Although the existing causal inference literature focuses on the forward-looking perspective by estimating effects of causes, the backward-looking perspective can provide insights into causes of effects. In backward-looking causal inference, the probability of necessity measures the probability that a certain event is caused by the treatment given the observed treatment and outcome. Most existing results focus on binary outcomes. Motivated by applications with ordinal outcomes, we propose a general definition of the probability of necessity.
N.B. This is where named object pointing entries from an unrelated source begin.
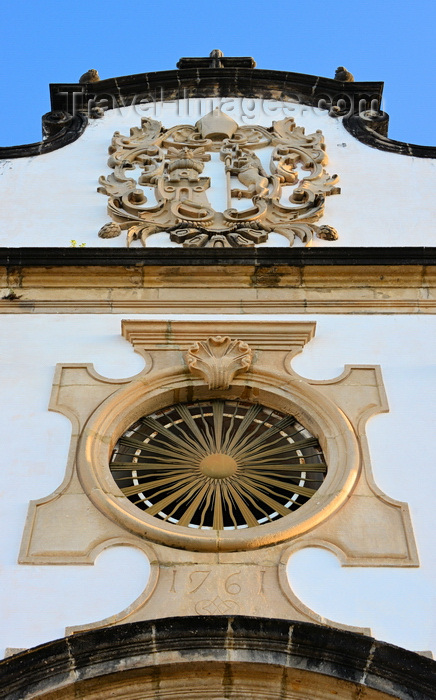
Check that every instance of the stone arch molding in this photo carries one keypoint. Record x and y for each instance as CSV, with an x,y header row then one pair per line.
x,y
239,571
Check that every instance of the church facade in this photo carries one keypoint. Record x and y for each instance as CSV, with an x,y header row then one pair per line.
x,y
218,299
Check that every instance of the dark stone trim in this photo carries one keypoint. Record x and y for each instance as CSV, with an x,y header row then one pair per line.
x,y
371,129
347,656
217,82
358,102
260,257
69,131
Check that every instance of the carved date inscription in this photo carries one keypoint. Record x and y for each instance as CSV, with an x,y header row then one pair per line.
x,y
216,591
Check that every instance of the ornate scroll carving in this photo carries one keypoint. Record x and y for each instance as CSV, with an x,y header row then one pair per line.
x,y
218,359
159,183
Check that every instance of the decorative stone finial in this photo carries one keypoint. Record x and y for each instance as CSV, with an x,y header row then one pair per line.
x,y
216,125
344,75
218,360
215,55
91,76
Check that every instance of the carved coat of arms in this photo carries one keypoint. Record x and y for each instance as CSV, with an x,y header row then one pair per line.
x,y
170,192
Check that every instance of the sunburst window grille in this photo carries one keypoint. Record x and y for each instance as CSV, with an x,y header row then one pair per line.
x,y
222,465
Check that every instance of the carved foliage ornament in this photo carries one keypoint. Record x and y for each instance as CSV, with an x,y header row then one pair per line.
x,y
218,360
158,183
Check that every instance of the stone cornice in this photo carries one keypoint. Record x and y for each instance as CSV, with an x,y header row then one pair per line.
x,y
358,102
68,132
124,656
257,257
211,280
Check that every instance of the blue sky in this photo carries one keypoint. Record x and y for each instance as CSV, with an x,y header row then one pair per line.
x,y
44,42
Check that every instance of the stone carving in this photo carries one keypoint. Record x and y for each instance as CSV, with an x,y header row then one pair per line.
x,y
91,76
219,359
344,75
159,183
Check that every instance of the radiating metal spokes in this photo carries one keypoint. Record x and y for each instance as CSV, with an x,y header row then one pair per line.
x,y
218,464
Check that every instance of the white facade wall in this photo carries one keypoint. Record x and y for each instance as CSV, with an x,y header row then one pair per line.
x,y
38,602
49,200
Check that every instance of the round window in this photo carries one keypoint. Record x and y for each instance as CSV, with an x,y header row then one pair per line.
x,y
221,465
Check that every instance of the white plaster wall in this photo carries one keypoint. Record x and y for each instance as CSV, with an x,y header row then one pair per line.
x,y
37,602
49,200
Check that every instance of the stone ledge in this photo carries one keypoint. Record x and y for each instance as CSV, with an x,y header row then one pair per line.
x,y
227,651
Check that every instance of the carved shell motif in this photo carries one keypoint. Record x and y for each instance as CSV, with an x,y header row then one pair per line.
x,y
218,359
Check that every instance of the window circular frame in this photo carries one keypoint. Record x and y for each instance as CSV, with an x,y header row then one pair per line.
x,y
311,408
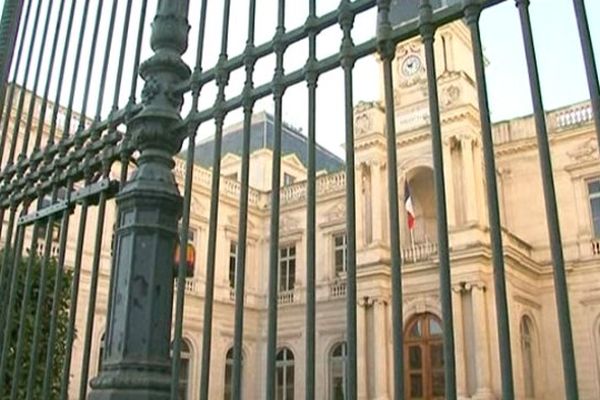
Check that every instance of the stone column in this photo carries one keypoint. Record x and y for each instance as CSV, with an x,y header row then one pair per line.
x,y
137,362
466,148
459,347
361,351
380,349
449,177
359,204
482,354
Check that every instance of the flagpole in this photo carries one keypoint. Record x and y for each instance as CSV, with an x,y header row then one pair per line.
x,y
412,243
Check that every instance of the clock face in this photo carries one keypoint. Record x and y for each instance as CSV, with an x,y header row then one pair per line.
x,y
411,65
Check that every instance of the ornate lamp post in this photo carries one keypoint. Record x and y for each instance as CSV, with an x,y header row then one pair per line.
x,y
136,361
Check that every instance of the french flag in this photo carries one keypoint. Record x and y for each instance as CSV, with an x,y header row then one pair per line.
x,y
408,206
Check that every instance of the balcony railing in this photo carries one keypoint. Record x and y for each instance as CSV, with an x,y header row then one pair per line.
x,y
419,252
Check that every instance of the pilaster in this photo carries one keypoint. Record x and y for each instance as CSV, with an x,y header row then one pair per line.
x,y
470,196
379,352
361,344
449,177
481,335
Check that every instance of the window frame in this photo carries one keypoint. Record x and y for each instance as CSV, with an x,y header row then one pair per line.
x,y
340,273
343,359
233,257
590,197
285,364
287,259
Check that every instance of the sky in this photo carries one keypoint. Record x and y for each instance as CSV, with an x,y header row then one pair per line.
x,y
556,39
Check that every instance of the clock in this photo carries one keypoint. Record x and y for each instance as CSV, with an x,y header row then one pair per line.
x,y
411,65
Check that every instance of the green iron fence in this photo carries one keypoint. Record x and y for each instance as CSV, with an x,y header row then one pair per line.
x,y
49,178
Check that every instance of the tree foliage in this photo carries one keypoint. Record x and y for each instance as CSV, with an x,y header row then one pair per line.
x,y
59,350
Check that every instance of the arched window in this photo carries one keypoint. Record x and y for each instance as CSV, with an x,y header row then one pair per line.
x,y
337,371
229,374
527,348
424,358
184,370
285,374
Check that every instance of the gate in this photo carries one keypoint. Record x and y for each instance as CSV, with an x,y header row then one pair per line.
x,y
85,149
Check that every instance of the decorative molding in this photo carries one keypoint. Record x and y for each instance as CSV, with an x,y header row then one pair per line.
x,y
586,151
527,302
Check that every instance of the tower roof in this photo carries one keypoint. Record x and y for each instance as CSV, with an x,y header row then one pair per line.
x,y
262,134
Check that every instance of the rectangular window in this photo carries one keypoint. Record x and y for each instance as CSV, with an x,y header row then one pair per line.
x,y
232,263
287,268
288,179
340,249
594,196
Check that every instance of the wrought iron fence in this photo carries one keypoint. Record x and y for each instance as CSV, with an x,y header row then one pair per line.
x,y
52,151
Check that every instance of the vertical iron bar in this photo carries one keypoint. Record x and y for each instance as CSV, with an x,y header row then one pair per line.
x,y
89,327
73,299
74,295
92,56
427,31
11,91
278,91
347,60
184,236
138,49
7,327
87,344
21,336
387,52
240,271
36,81
43,107
5,261
472,13
590,62
112,129
61,77
58,278
37,332
76,66
109,37
22,90
311,77
560,280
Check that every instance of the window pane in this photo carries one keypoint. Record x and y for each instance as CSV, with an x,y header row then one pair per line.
x,y
414,357
594,187
416,386
415,330
289,383
434,327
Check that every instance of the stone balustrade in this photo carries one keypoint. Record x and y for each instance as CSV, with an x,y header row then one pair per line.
x,y
419,252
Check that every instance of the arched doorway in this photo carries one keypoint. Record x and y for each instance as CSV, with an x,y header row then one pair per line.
x,y
424,358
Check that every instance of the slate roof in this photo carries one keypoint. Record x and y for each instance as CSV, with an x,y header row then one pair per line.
x,y
261,137
402,11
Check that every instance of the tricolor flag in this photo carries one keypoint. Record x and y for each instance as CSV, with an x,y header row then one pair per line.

However, identifying the probability of necessity is challenging because it involves the joint distribution of the potential outcomes. We propose a novel assumption of monotonic incremental treatment effect to identify the probability of necessity with ordinal outcomes. We also discuss the testable implications of this key identification assumption. When it fails, we derive explicit formulas of the sharp large-sample bounds on the probability of necessity.

翻译：尽管现有因果推断文献主要通过估计因果效应来关注前向视角，但后向视角能为探究结果的原因提供洞见。在后向因果推断中，必要性概率衡量的是在观察到处理与结果的情况下，特定事件由处理引致的概率。现有研究大多聚焦于二值结果。受有序结果实际应用的启发，我们提出了必要性概率的通用定义。然而，识别必要性概率具有挑战性，因其涉及潜在结果的联合分布。我们提出了一种新颖的单调增量处理效应假设，用以识别有序结果下的必要性概率。同时，我们讨论了这一关键识别假设的可检验性含义。当该假设不成立时，我们推导了必要性概率的显式尖锐大样本边界公式。